Mustafa Rashed, a political consultant not working for either campaign, said Krasner can’t just run as a reformer this time.

“If the goal was public safety and criminal justice reform, those have to be married,” Rashed said.

Vega’s challenge, Rashed said, is finding a “middle lane” in a race that sometimes feels like Krasner versus the Fraternal Order of Police, the police union that has been harshly critical of Krasner.

Krasner has clashed at times with other criminal justice figures, from former U.S. Attorney William M. McSwain to Pennsylvania Attorney General Josh Shapiro. His relationship with the FOP is one of constant rhetorical warfare.

And he’s no darling in his own party. The Democratic City Committee voted this month for an “open primary,” denying Krasner an endorsement — a highly unusual step in a city where incumbents typically get the party nod. Party chair Bob Brady said some ward leaders driving the decision were unhappy with Krasner’s explanation for the surge in homicides and gun crimes.

It remains to be seen whether or how much that will hurt Krasner’s prospects. He’s running in an off-election year that typically lacks huge voter interest. And Krasner still has the backing of powerful progressive groups such as Reclaim Philadelphia. Krasner won the seven-candidate 2017 primary with 38% of the vote. But four out of five Democratic voters didn’t cast a ballot.

“Does Vega have the ability to make people pay attention so he can make his argument?” Rashed asked. “There’s clearly election fatigue, coming off a presidential year.”

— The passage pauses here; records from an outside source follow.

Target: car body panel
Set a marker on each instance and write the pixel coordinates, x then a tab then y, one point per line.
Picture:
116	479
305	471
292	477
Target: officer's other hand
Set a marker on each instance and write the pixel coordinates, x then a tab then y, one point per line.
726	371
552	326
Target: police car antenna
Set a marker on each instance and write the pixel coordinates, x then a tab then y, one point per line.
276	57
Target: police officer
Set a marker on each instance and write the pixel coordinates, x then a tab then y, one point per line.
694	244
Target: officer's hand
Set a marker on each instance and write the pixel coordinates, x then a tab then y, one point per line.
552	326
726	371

Vega has polished and perfected an endearing stump speech that recounts him working the cash register of his mother’s New York bodega and climbing the prosecutorial ranks while working night shifts at UPS as a single father.

But whether he will have the necessary resources to unseat an incumbent still popular with many progressives is an open question. So is whether outside political groups, which played a big role in Krasner’s 2017 win, once again spend big.

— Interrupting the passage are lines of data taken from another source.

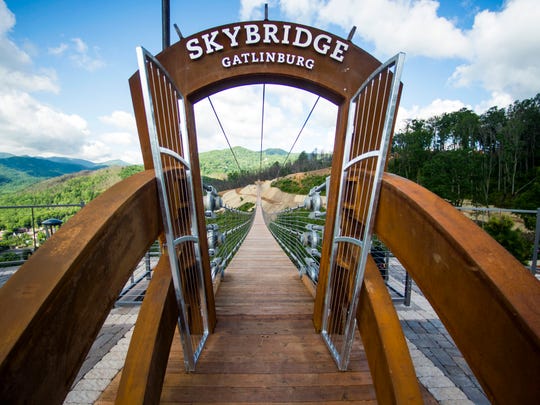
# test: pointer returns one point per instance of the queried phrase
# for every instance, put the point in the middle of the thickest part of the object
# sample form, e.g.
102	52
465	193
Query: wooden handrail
148	353
486	299
390	363
54	306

Vega is competitive in campaign contributions, raising just more than $335,000 this year, with $355,000 in the bank as of March 29. Krasner raised more than $421,000 this year, with $351,000 in the bank.

Krasner benefited four years ago from almost $1.7 million spent by Philadelphia Justice & Public Safety, a PAC funded by George Soros, a billionaire philanthropist. A spokesperson for that PAC did not respond when asked whether it would again back Krasner.

Protect Our Police PAC, founded last year by retired Philadelphia police officers opposed to Krasner and progressive candidates backed by Soros, has said it will not endorse Vega, but intends to focus on defeating Krasner.

“This really is a contest between the past and the future,” Krasner said last week.